Source code for xframes.spark_context

"""
Provides functions to create and maintain the spark context.
"""

import os
import atexit
from zipfile import PyZipFile
from tempfile import NamedTemporaryFile
import logging

from xframes.environment import Environment
from xframes.xrdd import XRdd

def get_xframes_home():
    import xframes
    return os.path.dirname(xframes.__file__)


# CommonSparkContext wraps SparkContext, which must only be instantiated once in a program.
# This is used as a metaclass for CommonSparkContext, so that only one
#  instance is created.
class Singleton(type):
    def __init__(cls, name, bases, dictionary):
        super(Singleton, cls).__init__(name, bases, dictionary)
        cls.instance = None

    def __call__(cls, *args):
        if cls.instance is None:
            cls.instance = super(Singleton, cls).__call__(*args)
        return cls.instance


# noinspection PyClassHasNoInit
[docs]class SparkInitContext:
    """
    Spark Context initialization.

    This may be used to initialize the spark context with the supplied values.
    If this mechanism is not used, then the spark context will be initialized
    using the config file the first time a context is needed.
    """
    context = {}

    @staticmethod
[docs]    def set(context):
        """
        Sets the spark context parameters, and then creates a context.
        If the spark context has already been created, then this will have no effect.

        Parameters
        ----------
        context : dict
            Dictionary of property/value pairs.  These are passed to spark as config parameters.
            If a config file is present, these parameters will override the parameters there.

        Notes
        -----
        The following values are the most commonly used.  They will be given default values if
        none are supplied in a configuration file.  Other values
        can be found in the spark configuration documentation.
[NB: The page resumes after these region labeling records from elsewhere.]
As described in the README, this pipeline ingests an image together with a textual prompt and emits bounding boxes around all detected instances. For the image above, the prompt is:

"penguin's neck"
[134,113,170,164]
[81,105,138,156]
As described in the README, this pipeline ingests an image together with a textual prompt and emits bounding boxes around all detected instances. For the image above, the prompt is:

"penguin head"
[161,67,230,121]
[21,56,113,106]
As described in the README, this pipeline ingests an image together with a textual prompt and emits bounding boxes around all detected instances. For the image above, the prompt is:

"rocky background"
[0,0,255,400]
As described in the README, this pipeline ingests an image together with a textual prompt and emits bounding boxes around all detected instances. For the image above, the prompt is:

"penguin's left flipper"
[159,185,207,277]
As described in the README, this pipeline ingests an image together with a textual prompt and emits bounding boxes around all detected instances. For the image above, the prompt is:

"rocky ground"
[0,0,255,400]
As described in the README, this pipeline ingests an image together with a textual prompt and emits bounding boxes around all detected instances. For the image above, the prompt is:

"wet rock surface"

        spark.master : str, optional
            The url of the spark cluster to use.  To use the local spark, give
            'local'.  To use a spark cluster with its master on a specific IP address,
            give the IP address or the hostname as in the following examples:

            spark.master=spark://my_spark_host:7077

            spark.master=mesos://my_mesos_host:5050

        app.name : str, optional
            The app name is used on the job monitoring server, and for logging.

        spark.cores.max : str, optional
            The maximum number of cores to use for execution.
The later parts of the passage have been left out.